Assis tout en haut de la montagne je considérais le tendre
esquif de papier mâché que je venais de lancer dans
le ruisselet, paisiblement entamer son périple, sans cesse
aller buter contre quelque caillou affleurant à la surface,
puis le contourner et poursuivre son petit bonhomme de chemin. Au
début de mon installation en effet, j'avais trouvé
cela un peu honteux que de devoir emprunter un escalier de service
pour accéder à mon logement. Pour le phénix
que je souhaitais devenir, j'entends. Il est vrai, réflexion
faite, que ce n'était qu'un entresol. Et puis je m'étais
récemment dit que jamais je n'allais rencontrer mes voisins
d'en dessous puisqu'ils utiliseraient l'escalier principal. Mais
à ma grande surprise je les croiserai plus souvent que je
ne l'espérais dans cette partie-là de l'édifice.
Surtout ma voisine, quel heureux hasard, sa chambre se situant beaucoup
plus près de la cuisine que de la porte principale. Ses parents
et son frère utilisaient plus volontiers l'escalier de la
première cour, tandis que la fille usait de ces marches-ci,
une chose de plus à mettre au compte des coïncidences
destinées à nous rapprocher. Plus besoin d'échelle
de corde, grâce à cet escalier ; je nous voyais déjà,
dans quelques temps, le bénir, car il nous permettrait de
rester incognito, de préserver le secret de notre amour,
de notre liaison. Nous raserions les murs de la cour prenant garde
d'allumer l'éclairage extérieur, nous pénétrerions
dans l'arrière-cour et nous glisserions furtivement dans
la cage d'escalier, étouffant nos rires émus, à
l'abri des regards indiscrets, des commérages et des ragots.

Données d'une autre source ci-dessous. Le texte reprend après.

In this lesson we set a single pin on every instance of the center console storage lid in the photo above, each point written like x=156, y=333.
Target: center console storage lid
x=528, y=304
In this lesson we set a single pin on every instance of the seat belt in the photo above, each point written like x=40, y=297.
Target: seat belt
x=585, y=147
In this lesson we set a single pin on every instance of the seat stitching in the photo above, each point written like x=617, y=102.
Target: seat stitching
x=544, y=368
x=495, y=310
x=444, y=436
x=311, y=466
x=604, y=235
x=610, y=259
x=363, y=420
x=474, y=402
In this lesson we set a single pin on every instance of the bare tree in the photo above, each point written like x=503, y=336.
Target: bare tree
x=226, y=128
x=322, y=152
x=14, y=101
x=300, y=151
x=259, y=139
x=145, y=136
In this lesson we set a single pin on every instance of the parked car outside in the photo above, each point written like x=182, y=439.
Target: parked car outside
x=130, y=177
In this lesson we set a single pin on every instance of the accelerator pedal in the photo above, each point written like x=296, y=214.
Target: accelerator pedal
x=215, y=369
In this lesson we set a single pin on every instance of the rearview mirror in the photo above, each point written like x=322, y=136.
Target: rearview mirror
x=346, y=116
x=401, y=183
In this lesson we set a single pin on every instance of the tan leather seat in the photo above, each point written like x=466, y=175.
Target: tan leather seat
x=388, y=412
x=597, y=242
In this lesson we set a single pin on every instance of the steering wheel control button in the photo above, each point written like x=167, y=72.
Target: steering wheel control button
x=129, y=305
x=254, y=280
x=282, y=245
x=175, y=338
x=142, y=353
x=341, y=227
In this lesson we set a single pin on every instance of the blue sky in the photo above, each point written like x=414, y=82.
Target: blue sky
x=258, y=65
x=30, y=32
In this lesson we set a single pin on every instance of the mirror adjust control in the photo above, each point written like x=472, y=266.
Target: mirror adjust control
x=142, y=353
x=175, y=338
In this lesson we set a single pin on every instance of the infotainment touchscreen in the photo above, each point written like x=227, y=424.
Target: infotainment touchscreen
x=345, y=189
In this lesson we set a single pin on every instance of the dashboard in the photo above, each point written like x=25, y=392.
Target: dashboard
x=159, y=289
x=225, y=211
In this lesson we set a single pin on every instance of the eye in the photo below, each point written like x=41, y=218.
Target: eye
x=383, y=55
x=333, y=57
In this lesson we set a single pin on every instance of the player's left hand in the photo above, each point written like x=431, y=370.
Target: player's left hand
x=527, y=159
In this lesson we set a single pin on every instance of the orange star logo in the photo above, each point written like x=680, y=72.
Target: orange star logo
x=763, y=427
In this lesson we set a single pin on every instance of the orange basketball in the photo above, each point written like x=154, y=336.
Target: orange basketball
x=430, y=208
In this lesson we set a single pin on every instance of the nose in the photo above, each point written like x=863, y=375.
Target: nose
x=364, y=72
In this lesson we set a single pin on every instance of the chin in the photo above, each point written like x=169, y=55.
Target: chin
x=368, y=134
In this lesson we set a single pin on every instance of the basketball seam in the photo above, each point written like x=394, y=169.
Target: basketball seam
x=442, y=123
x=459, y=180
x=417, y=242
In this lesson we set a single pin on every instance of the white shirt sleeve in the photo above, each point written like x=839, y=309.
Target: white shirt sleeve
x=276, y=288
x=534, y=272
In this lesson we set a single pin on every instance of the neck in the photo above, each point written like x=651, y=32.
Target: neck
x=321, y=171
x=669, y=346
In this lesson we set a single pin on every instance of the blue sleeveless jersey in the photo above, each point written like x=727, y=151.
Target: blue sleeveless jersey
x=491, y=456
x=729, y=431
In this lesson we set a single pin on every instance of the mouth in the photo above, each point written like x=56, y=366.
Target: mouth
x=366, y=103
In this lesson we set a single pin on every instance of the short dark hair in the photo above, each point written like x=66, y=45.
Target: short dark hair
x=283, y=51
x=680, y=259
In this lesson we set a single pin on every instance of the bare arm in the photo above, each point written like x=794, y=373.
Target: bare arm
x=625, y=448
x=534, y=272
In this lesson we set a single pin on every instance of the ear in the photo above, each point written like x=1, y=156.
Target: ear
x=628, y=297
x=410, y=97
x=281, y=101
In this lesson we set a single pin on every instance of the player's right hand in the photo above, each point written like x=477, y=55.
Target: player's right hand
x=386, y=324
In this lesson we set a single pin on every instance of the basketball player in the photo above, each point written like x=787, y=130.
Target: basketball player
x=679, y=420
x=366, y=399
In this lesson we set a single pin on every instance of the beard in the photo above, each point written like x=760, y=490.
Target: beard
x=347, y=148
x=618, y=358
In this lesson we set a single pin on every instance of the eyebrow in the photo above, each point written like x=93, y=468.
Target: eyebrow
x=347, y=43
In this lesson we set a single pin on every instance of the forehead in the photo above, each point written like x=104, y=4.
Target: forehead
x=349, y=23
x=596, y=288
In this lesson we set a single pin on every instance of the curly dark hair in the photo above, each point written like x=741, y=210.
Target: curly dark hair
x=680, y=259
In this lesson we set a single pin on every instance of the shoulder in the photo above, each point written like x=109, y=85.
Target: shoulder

Cet escalier serait donc un espace privilégié de rencontres,
je le considérais en tant que tel, ce qui n'était
pas plus mal d'ailleurs et compensait un tant soit peu sa laideur
blafarde, grisâtre, verdâtre parfois même selon
le coefficient des marées atlantiques, qui comme chacun sait
a une part déterminante dans notre comportement citadin.
Le sentiment parfois préfère emprunter de curieux
petits sentiers de traverse pour mieux se révéler
; lorsque je dévalais cet escalier, je ne pouvais m'empêcher
de procéder à une imperceptible pause au niveau du
palier d'en dessous, ralentissement que personne n'aurait remarqué
si ce n'est moi, à la façon légèrement
plus accentuée dont je fixais, non plus la méchante
moquette beigeasse, les murs grisâtres ou la rampe de fer
à la peinture noire écaillée qui tournicotait
jusqu'en bas, mais la porte hermétiquement close, avec à
sa gauche, à hauteur d'homme, blanche protubérance
saillant d'un rond méchamment marron, le bouton de la sonnette.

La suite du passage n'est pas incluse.